To save energy, Dassault and its research partners are also looking for ways to cure composite materials without an autoclave and are considering using more thermoplastics in place of thermosets.
There has been a lot of talk about the benefits of composites over a life cycle, in that they are lighter, but metal suppliers point out that aluminum is more widely recyclable than composites are.
Although the company plans to use composites in more primary structures, aluminum will continue to play a role. New aluminum-lithium alloys are about 5 percent lighter than conventional ones.
To improve the metal buy-to-fly ratio (that is, to reduce scrap), Dassault favors adding material over removing it, or using welding or laser sintering rather than machining.
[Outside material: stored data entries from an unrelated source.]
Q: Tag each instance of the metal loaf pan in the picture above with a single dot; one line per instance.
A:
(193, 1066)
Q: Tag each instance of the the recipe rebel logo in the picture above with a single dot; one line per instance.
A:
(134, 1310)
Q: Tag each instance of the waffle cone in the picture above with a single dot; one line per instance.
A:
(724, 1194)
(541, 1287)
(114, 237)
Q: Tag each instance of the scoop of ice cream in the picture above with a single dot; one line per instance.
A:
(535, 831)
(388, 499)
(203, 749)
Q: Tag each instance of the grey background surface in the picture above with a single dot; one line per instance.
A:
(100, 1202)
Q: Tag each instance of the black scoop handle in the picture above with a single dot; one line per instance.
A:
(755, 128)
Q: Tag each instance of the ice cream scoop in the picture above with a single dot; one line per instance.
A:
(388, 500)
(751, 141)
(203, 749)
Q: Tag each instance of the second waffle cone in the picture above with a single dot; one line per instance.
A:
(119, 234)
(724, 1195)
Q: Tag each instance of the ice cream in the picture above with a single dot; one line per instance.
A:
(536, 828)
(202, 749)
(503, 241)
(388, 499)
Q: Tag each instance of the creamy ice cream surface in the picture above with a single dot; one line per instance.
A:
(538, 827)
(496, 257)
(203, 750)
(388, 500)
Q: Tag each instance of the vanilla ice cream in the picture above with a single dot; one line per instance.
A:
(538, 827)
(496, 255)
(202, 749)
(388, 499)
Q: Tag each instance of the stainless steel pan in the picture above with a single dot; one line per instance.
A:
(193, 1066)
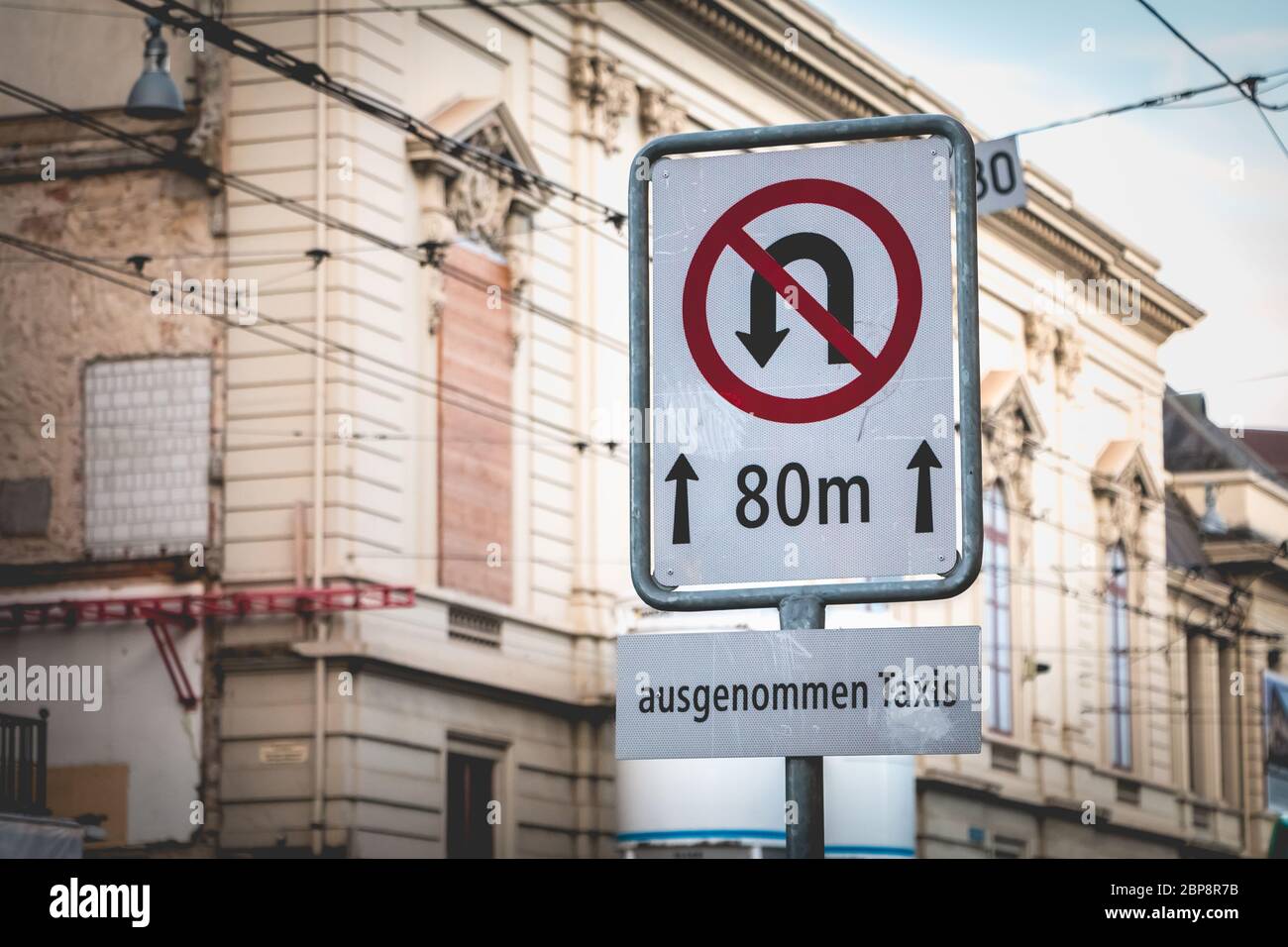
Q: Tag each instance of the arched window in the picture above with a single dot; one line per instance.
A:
(997, 609)
(1120, 676)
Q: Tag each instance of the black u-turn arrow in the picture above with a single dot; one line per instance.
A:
(765, 337)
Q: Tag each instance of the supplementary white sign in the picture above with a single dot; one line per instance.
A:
(999, 176)
(803, 365)
(820, 692)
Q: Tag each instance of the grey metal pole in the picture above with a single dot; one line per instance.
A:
(804, 774)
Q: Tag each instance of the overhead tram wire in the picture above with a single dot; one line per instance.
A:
(1243, 90)
(506, 412)
(219, 34)
(415, 8)
(1160, 101)
(423, 256)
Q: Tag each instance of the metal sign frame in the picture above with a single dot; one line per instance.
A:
(967, 565)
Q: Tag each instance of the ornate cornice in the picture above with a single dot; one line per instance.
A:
(747, 42)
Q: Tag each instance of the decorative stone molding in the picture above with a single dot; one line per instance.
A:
(603, 97)
(1039, 341)
(1012, 432)
(1125, 489)
(478, 198)
(462, 198)
(1068, 360)
(206, 138)
(658, 115)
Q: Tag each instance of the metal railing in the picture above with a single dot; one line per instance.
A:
(24, 763)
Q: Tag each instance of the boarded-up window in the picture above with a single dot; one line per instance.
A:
(147, 457)
(476, 364)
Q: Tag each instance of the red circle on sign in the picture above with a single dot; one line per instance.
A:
(907, 316)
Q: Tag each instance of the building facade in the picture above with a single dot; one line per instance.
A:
(463, 431)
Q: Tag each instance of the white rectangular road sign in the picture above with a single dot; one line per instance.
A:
(999, 176)
(803, 365)
(819, 692)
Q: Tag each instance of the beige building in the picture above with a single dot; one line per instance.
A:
(468, 441)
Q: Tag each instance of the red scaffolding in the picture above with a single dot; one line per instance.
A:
(162, 611)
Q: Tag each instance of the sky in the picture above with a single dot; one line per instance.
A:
(1163, 178)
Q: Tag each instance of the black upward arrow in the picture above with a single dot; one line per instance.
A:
(922, 460)
(682, 472)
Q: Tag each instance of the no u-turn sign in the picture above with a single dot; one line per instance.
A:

When metal chips have to be produced, they can be compacted to reduce the number of trucks required to collect them. Dassault is already using this technique at its Seclin factory.
In the cabin, so-called bio-composites could make furniture closer to nature. Bio-fibers are already in use in the automotive industry. They come from hemp, flax or nettle.
Dassault research to improve dismantling at the end of the aircraft’s life is more embryonic since few Falcons have been withdrawn from service. Nevertheless, EcoDesign-Airframe’s mission centers on sorting materials. In the works is a portable device to identify the various aluminum alloys. Dassault also has contracted Tarmac Aerosave, a company based in Tarbes, France, to dismantle the first Falcon 900 airframe with an eye toward greening such operations. Work started in June and the results were expected at the end of the summer.
EcoDesign-Airframe aims to have technologies ready for demonstration by 2015, for the possible launch of a program in 2018-2020 and deliveries in 2025, Lery said.